Na final, em Berna, Walter e a Hungria voltavam a se encontrar. Na memória do capitão alemão estava a virada sobre os húngaros em Budapeste e o soldado que havia o salvado a vida por conta daquele confronto. Franco favorito, o time de Puskás começou na frente. Aos oito minutos, os húngaros já venciam por dois a zero. Apesar da desvantagem, o dia estava perfeito para Fritz Walter. Chovia em Berna, e na Alemanha todos sabem que um aguaceiro significa um "clima Fritz Walter". Quando estava na guerra, Walter havia contraído malária. Desde então, não rendia muito nos dias ensolarados, pois não suportava o calor, mas amava os dias chuvosos. Com a chuva forte e as lembranças a seu favor, Walter comandou a virada alemã, que só se concretizaria aos 84 minutos.

Capitão e grande nome da primeira conquista mundial da Alemanha, Fritz Walter se tornou o primeiro e maior ídolo do futebol germânico até que Franz Beckenbauer e Gerd Müller surgissem, anos depois. Eternizado, em seus 61 jogos pela Die Mannschaft, 33 gols e uma Copa do Mundo, Fritz Walter não só abriu as portas do planeta para o seu país, como foi a inspiração para milhares e milhares de alemães até os dias de hoje. Em 1958, Fritz foi nomeado capitão honorário da seleção alemã, algo conquistado por pouquíssimos, mais especificamente, por outros cinco (Seeler, Beckenbauer, Matthäus, Klismann e Lahm).

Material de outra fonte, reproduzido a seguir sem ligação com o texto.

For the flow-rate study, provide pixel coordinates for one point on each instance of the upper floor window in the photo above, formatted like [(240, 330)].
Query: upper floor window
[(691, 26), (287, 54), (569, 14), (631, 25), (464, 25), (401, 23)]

As honras a Fritz Walter não ficaram só na seleção alemã. Em 1985, o Kaiserslautern, clube pelo qual Walter disputou toda a sua carreira, homenageou o seu ex-jogador com o nome de seu estádio. Desde lá, o time do coração da primeira grande estrela alemã manda os seus jogos no lendário Fritz-Walter-Stadion.